A new targeted attack can be used to ID anonymous website visitors

Researchers from the New Jersey Institute of Technology released last week the details of a new targeted attack that can reveal the identity of a supposedly anonymous website visitor. It allows a bad actor who has control over a website to determine whether specifically targeted people visit it. It does this by using services, like YouTube, Google Drive, or Dropbox, that users may be logged into in the background to identify an anonymous ID like a username. It’s a difficult attack to protect against as it doesn’t rely on things like cookies, browser fingerprinting, or any of the usual methods for tracking website visitors, that browsers like Firefox and Safari are starting to block.

This attack is a bit complicated if you don’t understand how it works, so let’s break it down. It relies on the attackers having three things:

• Control over a website that their target might conceivably visit (or be tricked into visiting).
• Their target’s email address, Facebook account, Twitter account, or some other publicly identifiable profile. 
• A service like Facebook, YouTube, Google Drive, or Dropbox that allows for documents, files, or anything else to be shared with specific users. 

The attackers have to assume that, like most internet users, their target probably stays logged into most of these resource-sharing services. This, after all, is how Facebook is able to track so much data about its users. 

[Related: With site-specific ‘cookie jars,’ Firefox hopes to curb user tracking]

A simple version of the attack would look something like this: Say, a hacker wants to install something like the Pegasus spyware on my computer but they don’t want to install it on every website visitor’s because they worry that security researchers would discover it and come up with ways to mitigate the threat. They know I’m into science and technology because I write for Popular Science, and they know my email address because it’s public. To target me, they could set up a fake science press release site (or better yet, blackmail or hack their way into control of a legitimate one) and embed a Google Document in the page. The document is set so that it’s public to everyone except for a single blocked Google account—the one associated with my email address.
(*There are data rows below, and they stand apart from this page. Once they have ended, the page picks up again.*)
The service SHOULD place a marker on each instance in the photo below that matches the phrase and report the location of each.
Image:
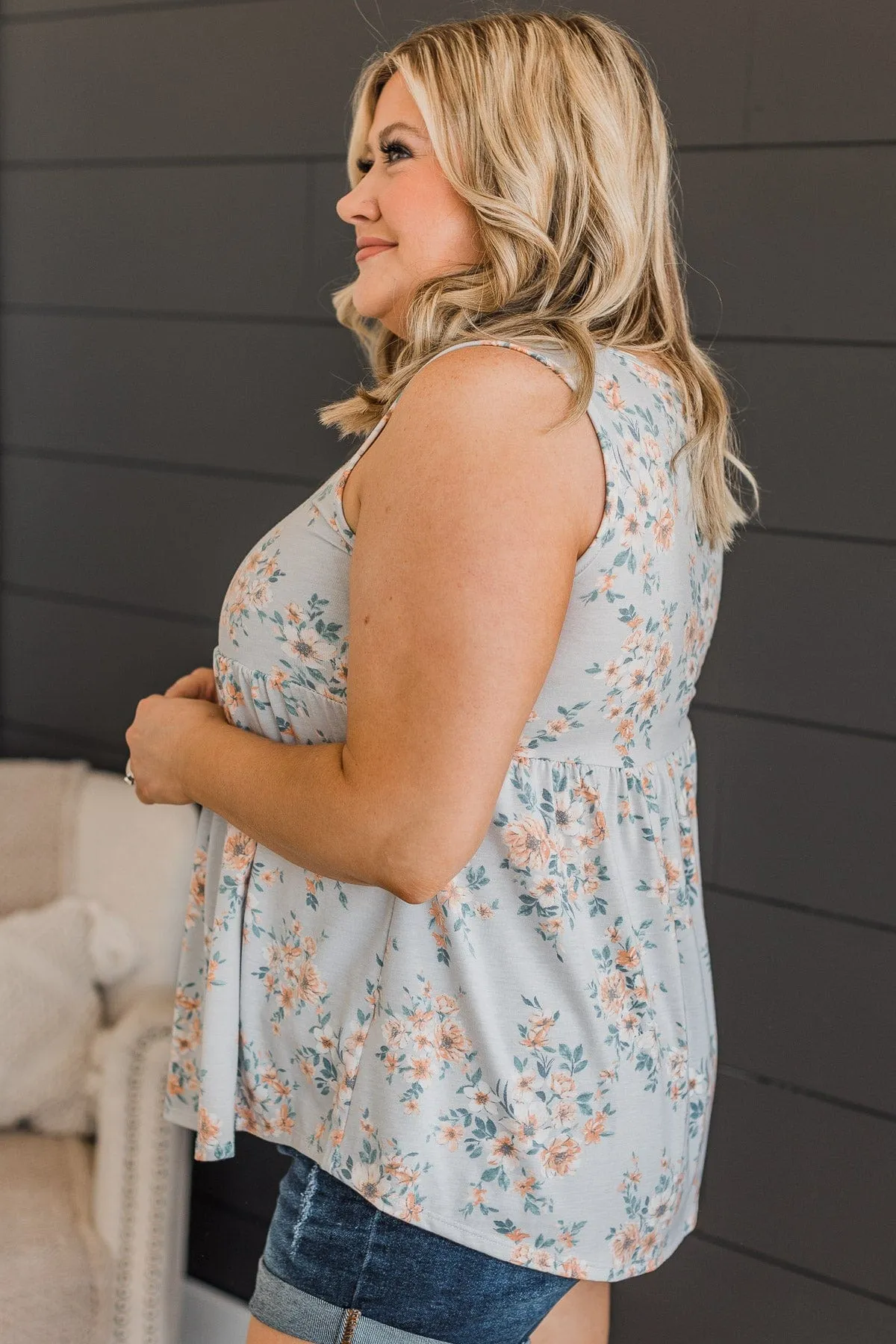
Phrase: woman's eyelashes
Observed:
(366, 164)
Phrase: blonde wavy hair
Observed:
(551, 128)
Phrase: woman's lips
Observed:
(373, 250)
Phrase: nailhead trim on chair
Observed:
(152, 1270)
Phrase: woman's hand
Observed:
(198, 685)
(160, 732)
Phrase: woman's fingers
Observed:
(198, 685)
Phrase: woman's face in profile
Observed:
(403, 199)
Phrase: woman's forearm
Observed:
(292, 799)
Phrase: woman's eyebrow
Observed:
(396, 125)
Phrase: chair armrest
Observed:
(141, 1172)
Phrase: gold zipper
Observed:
(351, 1322)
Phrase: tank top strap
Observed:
(508, 344)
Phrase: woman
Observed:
(445, 944)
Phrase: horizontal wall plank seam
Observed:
(163, 613)
(791, 722)
(783, 1085)
(839, 917)
(101, 11)
(77, 739)
(312, 320)
(107, 604)
(156, 464)
(818, 537)
(788, 1265)
(169, 315)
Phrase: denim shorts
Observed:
(339, 1270)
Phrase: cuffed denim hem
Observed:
(296, 1312)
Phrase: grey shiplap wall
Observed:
(168, 246)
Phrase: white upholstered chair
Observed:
(93, 1229)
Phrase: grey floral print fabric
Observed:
(527, 1062)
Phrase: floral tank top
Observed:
(524, 1063)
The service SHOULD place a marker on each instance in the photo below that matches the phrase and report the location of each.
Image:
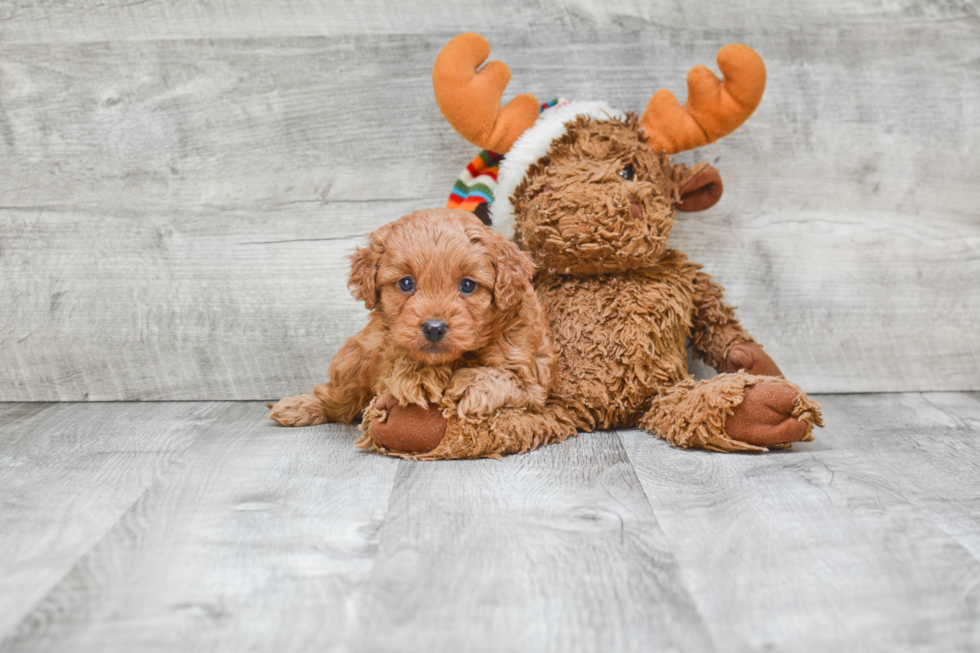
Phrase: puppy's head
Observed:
(443, 282)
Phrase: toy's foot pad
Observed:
(766, 418)
(407, 429)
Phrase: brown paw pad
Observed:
(408, 429)
(765, 416)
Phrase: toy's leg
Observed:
(413, 432)
(348, 393)
(733, 412)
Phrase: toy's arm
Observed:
(717, 337)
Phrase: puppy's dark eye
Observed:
(467, 286)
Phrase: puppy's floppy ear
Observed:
(362, 280)
(514, 270)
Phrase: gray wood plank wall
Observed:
(179, 182)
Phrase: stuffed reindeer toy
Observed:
(591, 194)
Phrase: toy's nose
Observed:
(434, 330)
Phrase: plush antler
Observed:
(470, 100)
(713, 109)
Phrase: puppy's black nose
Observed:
(434, 330)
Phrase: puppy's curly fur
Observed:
(495, 353)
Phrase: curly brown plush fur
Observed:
(595, 214)
(496, 354)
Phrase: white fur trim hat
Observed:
(526, 151)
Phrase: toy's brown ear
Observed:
(362, 280)
(700, 191)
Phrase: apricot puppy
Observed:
(455, 328)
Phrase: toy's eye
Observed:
(467, 286)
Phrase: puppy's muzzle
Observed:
(434, 330)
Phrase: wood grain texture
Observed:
(67, 474)
(49, 21)
(257, 538)
(823, 547)
(145, 144)
(556, 550)
(189, 526)
(928, 446)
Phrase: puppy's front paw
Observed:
(301, 410)
(475, 394)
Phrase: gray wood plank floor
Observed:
(200, 526)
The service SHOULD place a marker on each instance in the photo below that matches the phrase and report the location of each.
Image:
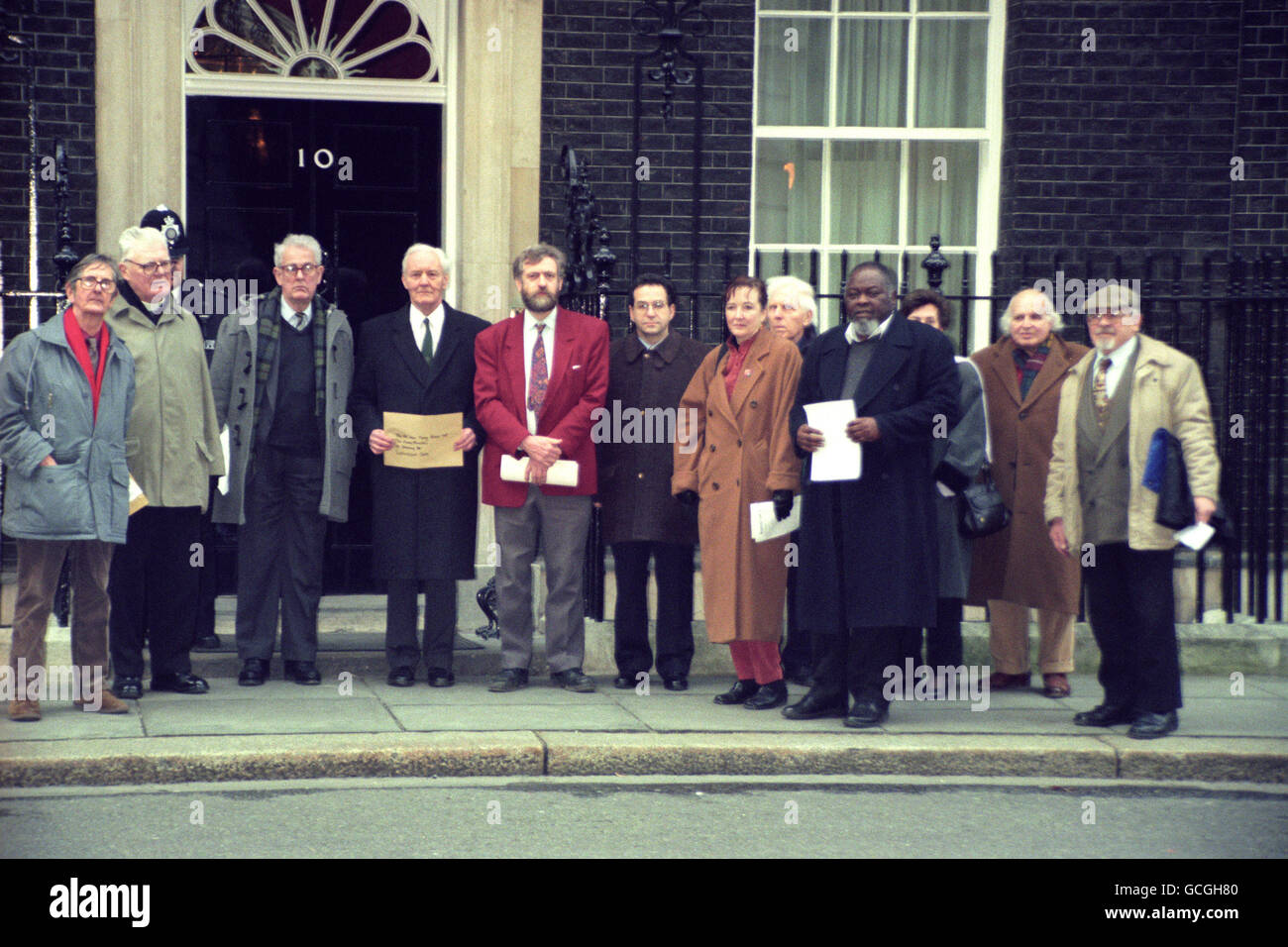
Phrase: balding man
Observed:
(419, 360)
(281, 373)
(172, 450)
(1100, 513)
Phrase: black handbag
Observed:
(980, 510)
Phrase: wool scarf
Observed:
(76, 339)
(266, 351)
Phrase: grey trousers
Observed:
(558, 526)
(279, 557)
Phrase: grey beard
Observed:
(866, 326)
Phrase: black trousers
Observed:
(1131, 608)
(279, 556)
(943, 641)
(400, 646)
(153, 585)
(799, 651)
(673, 566)
(855, 663)
(206, 586)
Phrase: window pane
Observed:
(874, 5)
(943, 182)
(871, 76)
(967, 5)
(864, 192)
(793, 71)
(789, 191)
(951, 55)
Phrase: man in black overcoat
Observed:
(647, 375)
(868, 548)
(419, 360)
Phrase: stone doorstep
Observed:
(561, 754)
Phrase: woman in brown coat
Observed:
(1018, 567)
(737, 451)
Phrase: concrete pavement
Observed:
(1234, 725)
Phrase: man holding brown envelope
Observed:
(416, 375)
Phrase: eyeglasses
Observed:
(305, 269)
(153, 268)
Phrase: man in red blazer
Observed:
(539, 376)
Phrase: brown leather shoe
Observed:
(25, 711)
(1055, 685)
(1008, 682)
(111, 703)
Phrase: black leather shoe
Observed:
(738, 693)
(509, 680)
(815, 705)
(254, 672)
(1104, 715)
(574, 680)
(179, 684)
(300, 672)
(1153, 725)
(128, 688)
(866, 714)
(769, 696)
(441, 677)
(400, 677)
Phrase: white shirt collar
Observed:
(853, 337)
(288, 313)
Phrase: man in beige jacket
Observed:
(171, 447)
(1099, 512)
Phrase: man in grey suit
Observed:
(281, 377)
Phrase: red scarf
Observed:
(76, 339)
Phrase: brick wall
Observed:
(589, 102)
(1124, 150)
(60, 34)
(1258, 204)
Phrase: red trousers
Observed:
(756, 660)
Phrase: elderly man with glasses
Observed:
(172, 450)
(281, 372)
(65, 390)
(1100, 513)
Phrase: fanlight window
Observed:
(317, 39)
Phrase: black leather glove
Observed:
(782, 504)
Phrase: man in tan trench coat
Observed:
(1017, 570)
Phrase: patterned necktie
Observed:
(540, 375)
(426, 347)
(1099, 392)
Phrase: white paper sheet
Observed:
(562, 474)
(1196, 536)
(222, 483)
(838, 459)
(764, 526)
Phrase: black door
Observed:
(365, 178)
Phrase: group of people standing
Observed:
(875, 561)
If you or anyone else visits the page, the document loads normally. However, if I visit the page (and I’m logged into Gmail in the background), the document doesn’t load. The hackers can’t see any of this but they can use Javascript to probe the performance of the CPU cache, which can measure the time it takes to read data, and use that to infer whether the document is loading for the user or not. After gaining total control of the website and honing in on the targeted user, they could deploy a zero-day “zero-click” attack to install their spyware on my computer without me noticing—and without installing it for anyone else by mistake. All they have to do is get me to visit the website. 

While this is very much a targeted attack, the researchers also suggest another broader possible use case for the attack. If the FBI discovered a forum being used by anonymous extremists and was able to take control of it (a tactic they’ve used in the past), they could potentially deanonymize a number of users based on a list of suspected Facebook accounts associated with the group. 

It can also impact many different types of devices and browsers. The researchers used it across multiple desktop and mobile CPU architectures (including Intel, Apple, and Qualcomm), operating systems (including Windows, macOS, and Android), browsers (including Chrome, Safari, Firefox, and the security focused Tor Browser), and popular resource-sharing services (including Google, Twitter, LinkedIn, TikTok, Facebook, Instagram, and Reddit). They concluded that “a large majority of Internet users are vulnerable.”

And even if you know you’re vulnerable, it’s still a hard attack to prevent. The researchers have reached out to the affected browser vendors and sharing services, but said that there is no “immediate fix… that does not dramatically affect user browsing experience.” In the interim, they’ve released a plug-in for Chrome and Firefox called Leakuidator+ that can mitigate some variants of the attack, by stripping third-party identifying data like cookies from any potentially risky request.

Meanwhile, users can take preventative steps by not giving out unnecessary logins to sharing services, not logging into personal accounts on another device such as a work computer or vice versa, and using Safari, Tor, Firefox, or another browser that limits third-party cookies by default (as it makes certain variants of the attack impossible to pull off). 

Almost all these steps will make using the internet less pleasant and more inconvenient—but that is the sacrifice you have to make if you fear you could be a victim of a sophisticated targeted (and likely state-sponsored) attack. These are the types of hacks that Apple’s new Lockdown Mode was designed to deal with.